A separate report by Allan John Bayle, an internationally renowned forensic scientist, who has worked for the Metropolitan Police, concluded: "The scene appeared to have been crudely interfered with ... The state and position of the body lead me to believe that the body had been dressed.

"The amount of blood on some of the garments suggested that the victim had been stabbed. There was also blood splatter on the wall, this did suggest the victim was hit."
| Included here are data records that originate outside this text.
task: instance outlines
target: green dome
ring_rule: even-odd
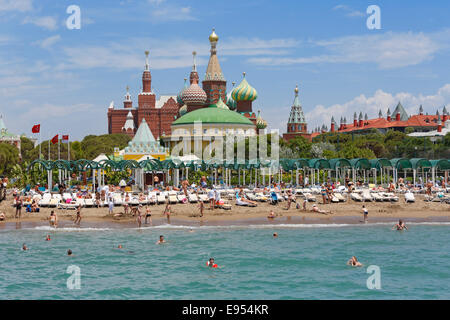
[[[244,79],[242,82],[231,91],[231,97],[234,101],[254,101],[258,98],[258,93],[255,88],[248,84],[247,80],[245,80],[245,72]]]
[[[201,108],[188,112],[184,116],[172,122],[172,125],[193,124],[196,121],[201,121],[205,124],[226,123],[254,126],[253,122],[248,120],[243,115],[230,111],[228,108],[217,108],[215,104],[210,105],[208,108]]]

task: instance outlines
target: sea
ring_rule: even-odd
[[[4,225],[0,297],[450,299],[450,223],[392,226]],[[348,266],[351,256],[363,266]],[[206,266],[211,257],[218,268]]]

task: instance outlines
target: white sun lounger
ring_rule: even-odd
[[[383,197],[378,192],[372,192],[372,198],[375,201],[383,201]]]
[[[50,202],[48,203],[48,206],[50,208],[56,208],[56,206],[58,206],[58,203],[60,203],[61,201],[57,198],[52,198],[50,199]]]
[[[209,201],[208,195],[206,195],[206,194],[199,194],[199,195],[198,195],[198,199],[199,199],[200,201],[202,201],[202,202],[208,202],[208,201]]]
[[[371,196],[369,190],[363,190],[361,197],[363,198],[364,202],[365,201],[373,201],[373,197]]]
[[[416,202],[416,198],[414,197],[414,193],[406,192],[405,193],[405,202]]]
[[[50,193],[44,193],[41,201],[39,201],[39,206],[40,207],[48,207],[51,199],[52,199],[52,195]]]
[[[177,195],[177,199],[178,199],[179,202],[187,201],[187,198],[186,198],[186,196],[184,194]]]
[[[93,207],[95,205],[94,199],[84,199],[85,207]]]
[[[356,192],[352,192],[350,194],[350,197],[352,198],[353,201],[363,201],[363,198]]]
[[[312,195],[309,192],[303,193],[303,196],[305,197],[306,201],[308,201],[308,202],[315,202],[316,201],[316,196]]]
[[[163,193],[160,193],[159,195],[156,196],[156,202],[158,204],[166,203],[166,196]]]
[[[73,198],[72,198],[72,195],[69,192],[64,192],[63,196],[62,196],[62,199],[63,199],[64,202],[67,202],[67,199],[72,200]]]
[[[347,199],[342,195],[342,193],[334,193],[334,196],[339,200],[339,202],[345,202]]]
[[[188,199],[189,199],[189,202],[191,202],[191,203],[198,202],[197,195],[194,194],[194,193],[189,193],[188,194]]]
[[[169,194],[169,203],[178,203],[177,196],[174,194]]]

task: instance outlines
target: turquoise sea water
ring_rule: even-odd
[[[2,299],[449,299],[450,224],[0,230]],[[273,232],[279,234],[273,238]],[[51,241],[45,241],[49,233]],[[159,235],[168,242],[156,245]],[[29,251],[22,251],[22,243]],[[118,244],[123,249],[116,249]],[[66,255],[67,249],[74,252]],[[365,265],[352,268],[356,255]],[[205,266],[214,257],[219,269]],[[69,290],[66,269],[81,271]],[[369,290],[366,267],[381,270]]]

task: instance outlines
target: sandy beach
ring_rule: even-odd
[[[258,224],[258,223],[361,223],[362,206],[369,210],[369,223],[380,221],[396,221],[405,219],[410,221],[442,222],[450,221],[450,206],[439,202],[426,202],[423,195],[416,196],[415,203],[404,203],[403,197],[399,202],[354,202],[347,201],[337,204],[321,204],[318,206],[322,210],[333,212],[333,214],[321,214],[312,212],[313,203],[307,204],[307,211],[296,209],[295,204],[286,210],[287,203],[281,202],[278,205],[271,205],[268,202],[259,202],[257,207],[236,206],[233,201],[231,210],[209,209],[209,204],[205,204],[204,216],[200,217],[199,206],[196,203],[172,204],[171,224],[173,225],[230,225],[230,224]],[[163,215],[165,205],[149,205],[152,213],[154,225],[167,223]],[[142,210],[145,213],[145,207]],[[46,223],[50,211],[54,210],[60,222],[70,222],[74,220],[75,210],[62,210],[57,208],[41,208],[39,213],[27,213],[22,209],[20,220],[14,218],[15,208],[12,207],[12,200],[7,199],[0,204],[0,211],[6,214],[8,222],[35,222]],[[267,216],[273,210],[276,217],[268,219]],[[124,208],[119,206],[114,208],[114,213],[123,213]],[[114,217],[108,214],[108,208],[83,208],[82,224],[84,222],[95,223],[96,225],[117,223],[125,225],[135,224],[136,218],[128,214],[126,216]]]

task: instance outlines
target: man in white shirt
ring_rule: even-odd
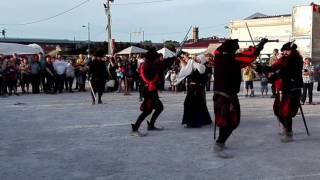
[[[302,68],[302,79],[303,79],[303,93],[301,97],[301,103],[304,104],[307,99],[307,91],[309,97],[309,104],[312,104],[312,90],[313,90],[313,74],[314,67],[311,63],[311,58],[305,58]]]
[[[53,63],[53,68],[57,74],[56,76],[56,85],[54,88],[54,92],[57,93],[59,90],[59,93],[62,93],[64,81],[66,78],[66,69],[67,69],[68,63],[65,61],[64,57],[58,56],[56,61]]]

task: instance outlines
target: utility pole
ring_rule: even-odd
[[[142,38],[142,42],[144,42],[144,30],[142,30],[142,28],[139,28],[139,30],[136,30],[134,32],[132,32],[133,35],[139,35],[139,38]]]
[[[7,34],[6,29],[2,29],[1,34],[3,36],[3,39],[5,39],[6,38],[6,34]]]
[[[142,31],[142,42],[144,42],[144,31]]]
[[[107,0],[107,2],[104,5],[105,13],[107,15],[107,30],[108,30],[108,54],[113,54],[113,48],[112,48],[112,38],[111,38],[111,9],[110,9],[110,2],[113,2],[114,0]]]

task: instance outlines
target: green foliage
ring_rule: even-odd
[[[176,52],[176,47],[178,47],[180,44],[177,41],[165,41],[164,47],[168,48],[172,52]]]

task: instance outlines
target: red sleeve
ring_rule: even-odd
[[[278,59],[275,63],[272,64],[271,66],[271,71],[277,71],[278,69],[282,68],[283,66],[285,66],[285,61]]]
[[[260,51],[258,51],[257,48],[251,47],[241,53],[237,53],[235,55],[235,60],[246,66],[251,64],[254,60],[256,60],[259,54]]]

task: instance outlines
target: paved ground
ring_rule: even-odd
[[[320,179],[320,105],[303,106],[311,136],[298,115],[295,141],[282,144],[272,99],[241,95],[241,124],[227,143],[235,157],[224,160],[213,153],[213,127],[180,125],[185,94],[160,96],[166,130],[143,138],[130,136],[136,93],[109,93],[95,106],[89,93],[0,98],[0,179]]]

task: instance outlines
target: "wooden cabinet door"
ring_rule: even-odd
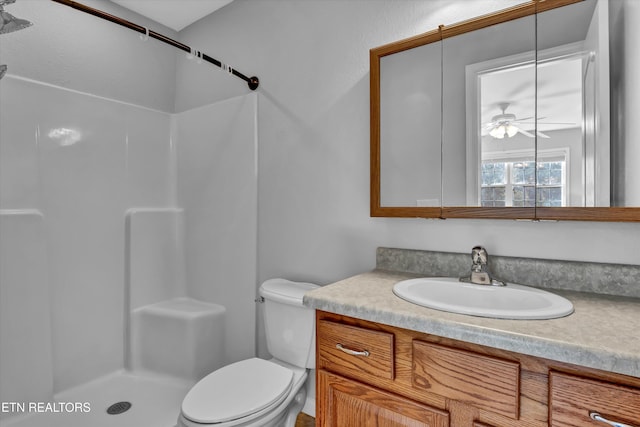
[[[446,411],[318,371],[319,427],[448,427]]]
[[[518,419],[518,362],[420,340],[413,340],[412,347],[414,387]]]

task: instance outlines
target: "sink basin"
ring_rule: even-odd
[[[573,313],[573,304],[564,297],[512,283],[489,286],[426,277],[398,282],[393,293],[423,307],[496,319],[555,319]]]

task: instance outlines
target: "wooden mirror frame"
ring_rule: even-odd
[[[446,38],[534,15],[538,12],[578,3],[582,0],[530,0],[492,14],[479,16],[439,28],[369,51],[370,65],[370,216],[395,218],[486,218],[640,222],[640,208],[635,207],[416,207],[381,206],[380,198],[380,58]]]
A third report compiled by Manolis Gavalas, a former consultant in accident and emergency medicine at University College Hospital, stated: "It is striking in this case that facts do not add up at all. I fail to comprehend how these physical injuries were suffered by the deceased if one is to believe the theory that he died due to an acute overdose. There is unequivocal evidence of a significant facial trauma involving the nasal bridge and nasal skeleton, which is clearly deformed. There is also some contusion and bruising over the left sided of the face."

Dr Allan Jamieson, director of the Forensic Institute in the UK, said: "There is clear evidence blood from the face has been wiped following, probably, bleeding from the nose on to the pillow and sheet. I consider that the evidence supporting drug overdose as the case of death is insubstantial and in some instances questionable."

But despite this apparently strong evidence of foul play, Dr William Dolman, the north London coroner, recorded an open verdict last year and concluded that Mr Sutovic had died from a morphine overdose.

Earlier this month a judge granted Mrs Sutovic a judicial review at which her lawyers will try to have the inquest quashed at the High Court and a new one held. Dr Dolman declined to comment yesterday. Mrs Sutovic, who has met Foreign Office officials to discuss the case, believes her enemies in Serbia are responsible for the death. She is well known in Serbia as a human rights lawyer. In the past decade she has represented refugees from the war in former Yugoslavia.